Winter storms, which have strong northeasterly to north-westerly winds that can be sustained for days and are strongest during October through December (Yang & Weisberg 1999)—the principal spawning/recruitment season—also generate current patterns like those shown in Figure 5A through C. Any of those current patterns would tend to generate gyres that separated larvae into regional groups with population genetic patterns similar to those seen in the 1996 or 1997 cohorts.

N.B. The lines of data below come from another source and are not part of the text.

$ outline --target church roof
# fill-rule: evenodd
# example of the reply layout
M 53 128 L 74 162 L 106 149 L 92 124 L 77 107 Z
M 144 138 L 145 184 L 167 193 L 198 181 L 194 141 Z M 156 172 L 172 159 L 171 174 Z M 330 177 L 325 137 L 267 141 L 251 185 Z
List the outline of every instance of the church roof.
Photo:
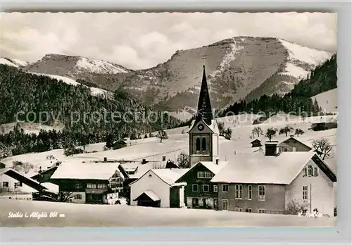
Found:
M 204 122 L 204 120 L 203 121 Z M 196 121 L 196 120 L 192 120 L 192 122 L 191 122 L 191 125 L 189 126 L 189 130 L 188 131 L 188 132 L 193 129 L 194 125 L 198 122 L 199 121 Z M 208 127 L 209 127 L 209 128 L 210 129 L 211 131 L 213 131 L 213 133 L 219 134 L 219 127 L 218 127 L 218 122 L 216 120 L 213 119 L 210 125 L 208 125 L 207 123 L 206 124 L 207 125 Z
M 203 78 L 199 93 L 199 100 L 198 101 L 196 121 L 199 122 L 200 120 L 203 119 L 206 124 L 210 125 L 213 118 L 210 98 L 209 96 L 209 92 L 206 82 L 206 66 L 203 65 Z

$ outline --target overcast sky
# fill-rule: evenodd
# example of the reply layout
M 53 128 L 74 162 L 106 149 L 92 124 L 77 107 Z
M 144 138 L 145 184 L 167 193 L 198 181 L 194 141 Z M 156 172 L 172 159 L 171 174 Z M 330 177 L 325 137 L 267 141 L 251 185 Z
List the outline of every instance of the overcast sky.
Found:
M 333 13 L 1 13 L 1 56 L 30 62 L 46 54 L 96 58 L 132 69 L 177 49 L 239 35 L 272 37 L 337 50 Z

By any estimation, the time period from fall 1997 through 1998 was anomalous. Compared with bay scallop collections from other years, 1998 collections had a significantly low overall percentage of loci deviating from H-W equilibrium; significantly high allozyme-locus heterozygosity, particularly in southern subpopulations (HO-FB); significantly low level of inbreeding; significantly high mtDNA nucleotide diversity; and significantly high overall mean allozyme-locus and mtDNA pairwise genetic distances. Many allozyme-locus collectionlevel pairwise genetic distances were among the highest, including some between neighboring Core subpopulations (Fig. 3D), and mtDNA diversities were redistributed (peripheral subpopulations were more diverse). The 1998 cohort exhibited multiple examples of genetic drift, genetic bottlenecking, and low gene flow (Table 10).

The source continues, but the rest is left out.